Like the Durgins, many people left the area after the Civil War for towns and better farmland to the south and west. As the residents left their lakeshore farms, an enterprising man by the name of Edward Hoyt Sr. began buying their holdings, eventually acquiring the mill and 1400 acres.
Upon Hoyt's death in 1903, Edward Hoyt, Jr. inherited his father's land -- nearly the entire little valley. Edward Jr. married Gertrude Keith, a teacher from Fryeburg, Maine, in 1905, and the couple moved into a house on what is now the Hoyt Sanctuary, near the corner of Horseleg Hill and Sunset Beach Roads. This house burned down in 1914, and they moved to the house that would become Purity Spring Inn, where they lived for the rest of their lives. The Inn and resort began as the Hoyts took guests into their home on the lake to supplement their income and help pay property taxes. "Purity Spring Mountain Park" increased in popularity, but the boarding business was disrupted in 1918 when Gertrude developed diabetes and was forced to relinquish her duties as innkeeper. During the lean war years, Edward received many offers to buy his lakefront property, but he refused, wanting to preserve Purity Lake as one of the last "undeveloped" lakes in New Hampshire.

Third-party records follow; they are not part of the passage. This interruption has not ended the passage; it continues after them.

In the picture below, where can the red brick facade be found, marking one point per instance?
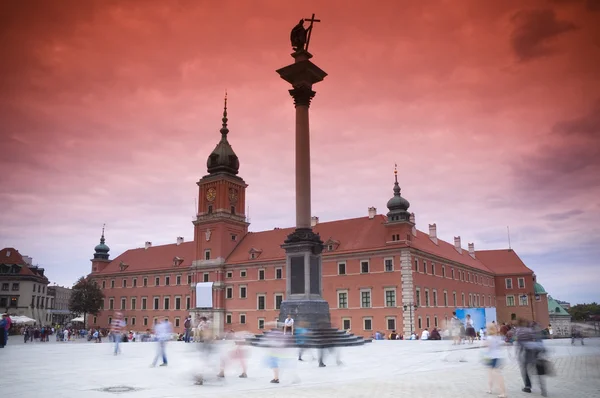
(372, 270)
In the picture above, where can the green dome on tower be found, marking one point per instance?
(539, 289)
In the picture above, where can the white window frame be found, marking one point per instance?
(275, 295)
(513, 300)
(349, 320)
(342, 291)
(385, 265)
(390, 289)
(368, 266)
(390, 318)
(264, 296)
(370, 298)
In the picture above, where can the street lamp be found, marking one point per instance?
(410, 307)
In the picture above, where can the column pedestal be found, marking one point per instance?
(304, 300)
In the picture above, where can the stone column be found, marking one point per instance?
(303, 247)
(302, 96)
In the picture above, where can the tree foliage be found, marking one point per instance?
(86, 298)
(582, 312)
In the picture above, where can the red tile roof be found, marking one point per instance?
(503, 262)
(448, 251)
(14, 257)
(153, 258)
(355, 234)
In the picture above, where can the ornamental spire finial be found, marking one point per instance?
(224, 129)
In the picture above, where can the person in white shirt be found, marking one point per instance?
(494, 355)
(163, 331)
(288, 325)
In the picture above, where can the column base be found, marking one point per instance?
(309, 314)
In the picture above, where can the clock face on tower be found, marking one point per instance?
(211, 194)
(232, 194)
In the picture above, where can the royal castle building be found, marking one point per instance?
(380, 272)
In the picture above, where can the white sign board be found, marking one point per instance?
(204, 295)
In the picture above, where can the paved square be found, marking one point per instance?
(381, 369)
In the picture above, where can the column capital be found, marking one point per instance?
(302, 95)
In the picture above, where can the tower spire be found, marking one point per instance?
(101, 251)
(224, 129)
(223, 158)
(396, 185)
(102, 240)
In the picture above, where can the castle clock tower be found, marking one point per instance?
(220, 222)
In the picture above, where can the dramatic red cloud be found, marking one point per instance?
(109, 109)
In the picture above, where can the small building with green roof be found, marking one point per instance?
(560, 319)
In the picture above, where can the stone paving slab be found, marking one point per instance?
(381, 369)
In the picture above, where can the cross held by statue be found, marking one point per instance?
(309, 30)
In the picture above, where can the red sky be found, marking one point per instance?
(109, 109)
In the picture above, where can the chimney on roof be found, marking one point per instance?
(457, 244)
(472, 250)
(372, 212)
(433, 233)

Edward and Gertrude's children, Ellen and Milt, both grew up with a love for nature, and for Purity Spring Valley. In 1931, a Mrs. Maud Hersey began a summer boys camp, which Milt took over a few years later, in a cottage now on the Hoyt Sanctuary. Camp Tohkomeupog ("Spring Water&$34;) is now located on the west side of the lake. In 1934, Ellen began her girls camp on the lakeshore, which ran until 1977. When Edward Hoyt died in 1952, he split his property between his children; Ellen received the land on the eastern lakeshore. It is this land, now forested and "pristine" once again, that Ellen Hoyt Gillard generously donated to the Audubon Society of New Hampshire in her will.